Pulmonary hypoxic vasoconstriction: not affected by chemical sympathectomy

Abstract
The influence of chemical sympathectomy with 6-hydroxydopamine (6-OHDA) on regional alveolar hypoxic vasoconstriction and on global hypoxic pulmonary vasoconstriction was investigated. In 8 dogs a double-lumened endotracheal tube allowed ventilation of 1 lung with nitrogen as an alveolar hypoxic challenge while ventilation of the other lung with 100% O2 maintained adequate systemic oxygenation. Distribution of perfusion to the 2 lungs was determined with 133Xe and external counters. Mean perfusion to the test lung was 50.9 .+-. 4.9% of total lung perfusion on room air and decreased by 32.4% (P < 0.01) during alveolar hypoxia.
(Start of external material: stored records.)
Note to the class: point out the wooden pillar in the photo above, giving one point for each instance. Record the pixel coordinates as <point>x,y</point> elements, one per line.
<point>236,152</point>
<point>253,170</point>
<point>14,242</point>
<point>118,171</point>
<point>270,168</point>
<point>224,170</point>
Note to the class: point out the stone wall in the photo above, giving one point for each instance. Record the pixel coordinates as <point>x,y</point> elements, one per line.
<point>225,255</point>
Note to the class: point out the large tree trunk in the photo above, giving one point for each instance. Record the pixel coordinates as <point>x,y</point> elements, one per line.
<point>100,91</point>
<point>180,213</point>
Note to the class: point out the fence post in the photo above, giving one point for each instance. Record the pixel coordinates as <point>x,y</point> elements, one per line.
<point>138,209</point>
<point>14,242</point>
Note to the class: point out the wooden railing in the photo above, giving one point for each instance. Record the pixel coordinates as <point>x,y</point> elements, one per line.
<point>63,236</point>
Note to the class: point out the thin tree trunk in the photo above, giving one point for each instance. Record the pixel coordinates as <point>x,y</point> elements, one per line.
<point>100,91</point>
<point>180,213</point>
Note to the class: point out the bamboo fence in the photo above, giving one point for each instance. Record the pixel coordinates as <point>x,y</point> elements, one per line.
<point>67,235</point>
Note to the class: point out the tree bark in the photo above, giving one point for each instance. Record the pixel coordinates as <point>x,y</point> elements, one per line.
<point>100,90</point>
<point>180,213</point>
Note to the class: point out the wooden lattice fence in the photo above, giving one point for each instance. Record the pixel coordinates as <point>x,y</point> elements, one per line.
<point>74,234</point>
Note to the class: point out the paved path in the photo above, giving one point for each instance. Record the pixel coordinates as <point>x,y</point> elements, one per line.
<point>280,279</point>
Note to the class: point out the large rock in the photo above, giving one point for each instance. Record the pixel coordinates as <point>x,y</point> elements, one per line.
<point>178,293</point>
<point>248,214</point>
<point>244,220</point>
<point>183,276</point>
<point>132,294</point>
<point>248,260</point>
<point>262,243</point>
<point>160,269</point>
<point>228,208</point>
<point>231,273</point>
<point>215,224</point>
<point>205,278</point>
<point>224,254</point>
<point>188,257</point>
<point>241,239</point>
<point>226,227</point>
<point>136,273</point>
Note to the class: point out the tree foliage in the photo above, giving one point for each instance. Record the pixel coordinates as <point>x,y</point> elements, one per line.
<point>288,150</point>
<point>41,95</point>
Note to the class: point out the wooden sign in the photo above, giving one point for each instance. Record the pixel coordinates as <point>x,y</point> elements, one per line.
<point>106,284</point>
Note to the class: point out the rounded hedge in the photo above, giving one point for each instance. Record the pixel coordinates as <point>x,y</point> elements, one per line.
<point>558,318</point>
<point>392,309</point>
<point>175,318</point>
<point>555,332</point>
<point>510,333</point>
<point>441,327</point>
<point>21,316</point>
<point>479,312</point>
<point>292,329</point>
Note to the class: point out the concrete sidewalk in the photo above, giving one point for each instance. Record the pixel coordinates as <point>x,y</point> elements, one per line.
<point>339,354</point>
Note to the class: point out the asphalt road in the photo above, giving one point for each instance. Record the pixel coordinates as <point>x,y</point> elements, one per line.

Following 6-OHDA the test lung continued to reduce perfusion during alveolar hypoxia by 27.3%. In 5 dogs global hypoxia induced a 106% increase in pulmonary vascular resistance (PVR) prior to 6-OHDA and a 90% increase in PVR after 6-OHDA. After 6-OHDA no rise in PVR or systemic blood pressure occurred in response to tyramine, confirming effective sympathectomy by the 6-OHDA. Thus, sympathectomy with 6-OHDA failed to substantially block regional alveolar hypoxic vasoconstriction or global hypoxic pulmonary vasoconstriction.